Armenia and Azerbaijan: Seeking Compromise

By Stefanie Glinski*
New Eastern Europe

The South Caucasus has recently seen a rollercoaster of events amidst gunfire, Twitter wars and subsequent peace talks. Tension between Armenia and Azerbaijan flared up over the past weeks, as casualties rocketed on both sides in what has been the worst fighting in two decades. Both parties have now agreed to “compromise” and a peaceful solution to the conflict.

The Organization for Security and Co-operation in Europe Minsk Group, co-chaired by France, Russia and the United States, expressed a “deep concern” regarding the violence, calling for a necessary and thorough observation on the front lines, urging the two sides to remove their snipers from the line of contact and implement the “Sochi agreement” for an investigation mechanism for each of the shooting incidents.

The disputed region of Nagorno-Karabakh is an Armenian enclave attached to Soviet Azerbaijan in July 1921 that has seen both war and ongoing military confrontations since the last years of the Soviet Union. Azerbaijan didn’t accept the 1991 Nagorno-Karabakh referendum voting for independence. The Bishkek ceasefire agreement was signed in 1994 by all parties, terminating the six-year long Nagorno-Karabakh War that left more than 30,000 dead. The conflict is still ongoing with no long-term solution in sight.

Classified as a stalemate, the situation has never been frozen and regular bullets are fired across the line of contact from both sides. The number of casualties has risen in the past weeks, including civilians, but families living near the Armenia-Azerbaijan border remain in their homes.

“Armenian and Karabakhi civilians living in the area become sniper targets in this conflict, which is worrisome,” says Eduardo Lorenzo Ochoa, the Director of European Friends of Armenia.

Recent developments peaked as Azerbaijan’s President Ilham Aliyev declared on Twitter last Thursday that “just as we have beaten the Armenians on the political and economic fronts, we are able to defeat them on the battlefield,” causing an uproar in many of the social media responses, with Twitter users calling the President “drunk” and exclaiming that he will “fail big”. Aliyev continued to make similar statements, threatening that Azerbaijan “will restore its territorial integrity either by peaceful or military means”. His war-mongering tweets attracted wide international media attention.

On August 10th 2014, the Presidents of Armenia and Azerbaijan met with Russia’s President Vladimir Putin in Sochi, confirming to seek a peaceful solution to the conflict.

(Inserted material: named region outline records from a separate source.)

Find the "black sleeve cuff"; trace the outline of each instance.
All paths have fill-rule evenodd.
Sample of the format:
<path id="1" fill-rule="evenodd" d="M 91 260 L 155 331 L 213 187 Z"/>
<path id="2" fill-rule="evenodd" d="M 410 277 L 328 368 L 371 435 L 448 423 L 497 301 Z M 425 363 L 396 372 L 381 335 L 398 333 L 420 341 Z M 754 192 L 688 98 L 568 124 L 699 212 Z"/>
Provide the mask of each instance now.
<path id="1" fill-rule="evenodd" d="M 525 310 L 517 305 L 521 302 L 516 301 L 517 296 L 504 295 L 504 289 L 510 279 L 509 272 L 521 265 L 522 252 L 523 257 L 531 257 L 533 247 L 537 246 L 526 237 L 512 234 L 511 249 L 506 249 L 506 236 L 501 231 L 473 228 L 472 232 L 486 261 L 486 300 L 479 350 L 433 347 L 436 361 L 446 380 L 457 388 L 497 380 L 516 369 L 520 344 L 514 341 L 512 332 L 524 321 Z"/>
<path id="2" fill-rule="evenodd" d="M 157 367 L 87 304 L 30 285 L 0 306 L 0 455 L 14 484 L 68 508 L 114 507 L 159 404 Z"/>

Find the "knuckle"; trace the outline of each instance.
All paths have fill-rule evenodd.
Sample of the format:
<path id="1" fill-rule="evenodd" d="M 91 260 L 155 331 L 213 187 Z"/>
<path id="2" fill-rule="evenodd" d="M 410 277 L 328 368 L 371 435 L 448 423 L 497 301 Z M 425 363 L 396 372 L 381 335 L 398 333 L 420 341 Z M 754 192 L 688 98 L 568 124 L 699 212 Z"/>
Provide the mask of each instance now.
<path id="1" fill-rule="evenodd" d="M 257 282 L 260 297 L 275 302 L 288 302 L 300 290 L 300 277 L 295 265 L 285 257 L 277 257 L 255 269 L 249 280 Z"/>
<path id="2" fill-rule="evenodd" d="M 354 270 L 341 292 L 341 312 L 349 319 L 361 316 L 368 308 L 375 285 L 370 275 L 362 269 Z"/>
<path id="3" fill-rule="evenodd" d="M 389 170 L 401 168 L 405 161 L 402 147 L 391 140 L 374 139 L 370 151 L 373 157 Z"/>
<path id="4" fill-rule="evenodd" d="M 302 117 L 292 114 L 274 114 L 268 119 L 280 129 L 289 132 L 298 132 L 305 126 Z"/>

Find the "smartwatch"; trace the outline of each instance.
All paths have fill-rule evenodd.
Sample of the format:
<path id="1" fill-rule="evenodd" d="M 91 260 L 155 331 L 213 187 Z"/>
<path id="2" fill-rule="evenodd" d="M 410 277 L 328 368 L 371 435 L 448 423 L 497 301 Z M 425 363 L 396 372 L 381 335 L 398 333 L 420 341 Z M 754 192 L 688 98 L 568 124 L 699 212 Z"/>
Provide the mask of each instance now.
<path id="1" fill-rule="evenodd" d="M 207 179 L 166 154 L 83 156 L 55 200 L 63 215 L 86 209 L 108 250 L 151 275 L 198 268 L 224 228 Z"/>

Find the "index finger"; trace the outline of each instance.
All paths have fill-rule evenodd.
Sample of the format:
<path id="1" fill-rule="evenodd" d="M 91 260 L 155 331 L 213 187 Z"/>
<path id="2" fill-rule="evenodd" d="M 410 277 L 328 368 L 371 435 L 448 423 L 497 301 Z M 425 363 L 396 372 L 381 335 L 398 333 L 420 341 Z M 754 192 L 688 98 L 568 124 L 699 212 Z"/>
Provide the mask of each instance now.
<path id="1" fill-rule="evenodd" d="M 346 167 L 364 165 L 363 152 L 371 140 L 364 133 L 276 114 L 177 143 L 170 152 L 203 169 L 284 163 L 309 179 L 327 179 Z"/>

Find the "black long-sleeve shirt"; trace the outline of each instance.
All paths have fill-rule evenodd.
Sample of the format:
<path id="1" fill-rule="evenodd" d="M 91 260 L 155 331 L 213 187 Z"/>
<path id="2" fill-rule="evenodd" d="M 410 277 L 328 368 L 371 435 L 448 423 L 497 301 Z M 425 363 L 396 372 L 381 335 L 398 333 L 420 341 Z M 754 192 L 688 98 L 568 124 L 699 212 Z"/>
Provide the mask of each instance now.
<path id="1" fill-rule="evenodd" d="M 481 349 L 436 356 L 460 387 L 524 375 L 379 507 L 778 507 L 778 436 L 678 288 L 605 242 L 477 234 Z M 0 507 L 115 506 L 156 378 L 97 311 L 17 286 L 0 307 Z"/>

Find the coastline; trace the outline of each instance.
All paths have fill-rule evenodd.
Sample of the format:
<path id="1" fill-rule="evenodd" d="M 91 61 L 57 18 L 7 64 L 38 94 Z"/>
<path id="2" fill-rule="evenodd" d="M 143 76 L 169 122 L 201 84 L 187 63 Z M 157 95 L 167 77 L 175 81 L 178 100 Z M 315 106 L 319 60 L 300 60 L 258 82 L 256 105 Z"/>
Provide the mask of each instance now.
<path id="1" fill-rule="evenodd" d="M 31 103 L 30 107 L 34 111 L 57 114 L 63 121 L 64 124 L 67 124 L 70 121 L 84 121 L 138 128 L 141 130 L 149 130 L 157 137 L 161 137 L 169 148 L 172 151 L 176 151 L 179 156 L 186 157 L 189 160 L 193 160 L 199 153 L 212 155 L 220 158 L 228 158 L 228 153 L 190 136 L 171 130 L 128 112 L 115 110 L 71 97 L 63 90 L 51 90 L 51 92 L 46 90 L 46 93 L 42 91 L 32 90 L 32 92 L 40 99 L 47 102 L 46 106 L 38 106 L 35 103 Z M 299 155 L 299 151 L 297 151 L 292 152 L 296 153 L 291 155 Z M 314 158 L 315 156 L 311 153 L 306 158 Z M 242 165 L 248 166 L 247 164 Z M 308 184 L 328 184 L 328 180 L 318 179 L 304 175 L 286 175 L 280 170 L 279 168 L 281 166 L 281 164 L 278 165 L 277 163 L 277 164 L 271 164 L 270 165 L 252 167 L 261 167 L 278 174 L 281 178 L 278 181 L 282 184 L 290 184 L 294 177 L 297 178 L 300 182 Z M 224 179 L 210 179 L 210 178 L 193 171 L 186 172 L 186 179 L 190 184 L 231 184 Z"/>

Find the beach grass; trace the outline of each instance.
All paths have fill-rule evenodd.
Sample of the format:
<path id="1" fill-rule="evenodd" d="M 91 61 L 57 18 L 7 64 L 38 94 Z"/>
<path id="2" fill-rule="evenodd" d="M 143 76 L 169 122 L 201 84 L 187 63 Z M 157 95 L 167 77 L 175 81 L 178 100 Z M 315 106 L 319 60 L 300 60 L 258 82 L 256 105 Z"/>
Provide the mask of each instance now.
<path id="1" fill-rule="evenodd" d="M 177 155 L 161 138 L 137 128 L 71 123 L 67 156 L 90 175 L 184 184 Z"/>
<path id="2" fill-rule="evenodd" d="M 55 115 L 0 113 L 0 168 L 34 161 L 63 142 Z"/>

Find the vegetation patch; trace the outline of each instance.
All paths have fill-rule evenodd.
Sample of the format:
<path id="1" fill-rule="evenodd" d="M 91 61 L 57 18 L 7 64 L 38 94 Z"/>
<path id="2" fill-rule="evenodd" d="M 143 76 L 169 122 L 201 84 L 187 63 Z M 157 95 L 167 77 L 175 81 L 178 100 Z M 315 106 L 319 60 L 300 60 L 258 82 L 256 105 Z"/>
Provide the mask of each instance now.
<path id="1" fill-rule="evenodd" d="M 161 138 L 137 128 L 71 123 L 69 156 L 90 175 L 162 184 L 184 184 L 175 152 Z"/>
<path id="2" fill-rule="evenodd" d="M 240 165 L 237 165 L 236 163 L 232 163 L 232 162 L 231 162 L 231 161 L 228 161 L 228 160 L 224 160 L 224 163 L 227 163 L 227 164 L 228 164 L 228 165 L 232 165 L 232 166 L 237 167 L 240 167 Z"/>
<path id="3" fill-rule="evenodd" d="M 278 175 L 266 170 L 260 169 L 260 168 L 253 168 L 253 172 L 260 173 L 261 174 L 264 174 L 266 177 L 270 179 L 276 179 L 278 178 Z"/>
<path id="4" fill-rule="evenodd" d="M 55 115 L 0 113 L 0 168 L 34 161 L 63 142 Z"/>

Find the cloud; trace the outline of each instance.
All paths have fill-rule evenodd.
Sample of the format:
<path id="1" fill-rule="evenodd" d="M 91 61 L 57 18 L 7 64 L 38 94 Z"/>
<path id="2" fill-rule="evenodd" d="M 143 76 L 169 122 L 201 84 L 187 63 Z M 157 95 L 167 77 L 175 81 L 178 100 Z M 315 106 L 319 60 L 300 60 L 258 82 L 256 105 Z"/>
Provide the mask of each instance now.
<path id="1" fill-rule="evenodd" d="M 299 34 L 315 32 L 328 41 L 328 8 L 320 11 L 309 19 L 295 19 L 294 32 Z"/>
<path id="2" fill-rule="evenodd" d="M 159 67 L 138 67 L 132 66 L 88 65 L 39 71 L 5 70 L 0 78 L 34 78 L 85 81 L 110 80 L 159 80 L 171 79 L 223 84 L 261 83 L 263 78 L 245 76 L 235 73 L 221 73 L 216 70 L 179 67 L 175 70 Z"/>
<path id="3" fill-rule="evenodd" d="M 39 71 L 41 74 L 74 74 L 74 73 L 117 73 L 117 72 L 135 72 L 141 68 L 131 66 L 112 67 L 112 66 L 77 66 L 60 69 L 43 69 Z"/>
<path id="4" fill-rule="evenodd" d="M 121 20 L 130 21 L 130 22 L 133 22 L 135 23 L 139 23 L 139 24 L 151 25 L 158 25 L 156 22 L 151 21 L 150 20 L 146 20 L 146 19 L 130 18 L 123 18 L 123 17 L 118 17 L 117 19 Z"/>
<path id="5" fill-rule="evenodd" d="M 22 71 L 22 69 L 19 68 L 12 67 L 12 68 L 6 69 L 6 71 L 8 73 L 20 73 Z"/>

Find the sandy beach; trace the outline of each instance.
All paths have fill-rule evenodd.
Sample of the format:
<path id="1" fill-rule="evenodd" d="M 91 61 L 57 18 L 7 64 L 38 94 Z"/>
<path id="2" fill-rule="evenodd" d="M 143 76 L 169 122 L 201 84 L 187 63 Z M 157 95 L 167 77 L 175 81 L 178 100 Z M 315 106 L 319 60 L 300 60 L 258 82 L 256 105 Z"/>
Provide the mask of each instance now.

“I was particularly pleased to hear both Presidents reaffirm their commitment to resolving the conflict through peaceful means and to continue their dialogue. We are hopeful that the situation along the line of contact stabilizes and that the sides find the political will to work with the OSCE Minsk Co-Chairs to bring about a settlement,” said the United States Co-Chair of the OSCE Minsk Group James Warlick after the meeting.

But Nagorno-Karabakh’s conflict has never ceased and the parties remain hostile towards each other, especially in recent years. “There have been ongoing skirmishes and periodic hostilities growing during the last two years,” reports the International Crisis Group.

The OSCE is now focusing on trust-building measures, including sniper removal and investigations into sniper incidents, hoping for the Sochi statements to turn into concrete measures and eventually sparing the loss of human lives.

*Stefanie Glinski is a Brussels-based Foreign Correspondent covering the EU and the South Caucasus and frequently travels to Armenia.